Following the meeting, Mr Gove said the UK faces a “deeply concerning situation”, given the fast growth the Omicron variant.
“We know the Omicron variant is doubling every two to three days in England, and possibly even faster in Scotland,” Mr Gove said.
“We know that 30 per cent of reported cases in London are the Omicron variant and of course we only identified Omicron in this country a fortnight ago.”
Mr Gove is himself isolating after coming into contact with Australia's Deputy prime minister Barnaby Joyce, who has tested positive for coronavirus, when Mr Joyce was in the UK earlier this week.
Earlier this week, Prime Minister Boris Johnson introduced tough new “Plan B” measures in England to stop the spread of Omicron.
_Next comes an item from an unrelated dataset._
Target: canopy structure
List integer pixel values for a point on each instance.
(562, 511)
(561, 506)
The guidance requires people to wear masks in many indoor settings and work from home where possible.
New data revealed the effect of the work from home guidance had on London's public transport network this week.
Transport for London, the local government body responsible for most of the transport network in London, said demand for Tube and bus services up to 10am each day this week has been lower than the same period a week earlier, apart from for buses on Monday.
Morning Tube use was down 5 per cent on Thursday and 3 per cent on Friday, while bus use decreased 2 per cent on Thursday and 1 per cent on Friday.
A TfL spokesman said: “The government’s decision to require people to work from home from Monday will naturally result in a drop in TfL’s ridership.
“We continue to assess what impact this announcement will have on overall ridership levels, and crucially our operating income which relies heavily on fares revenue.”
Demand for Tube and bus travel up to 10am is at around 52 per cent and 73 per cent of pre-pandemic levels, respectively.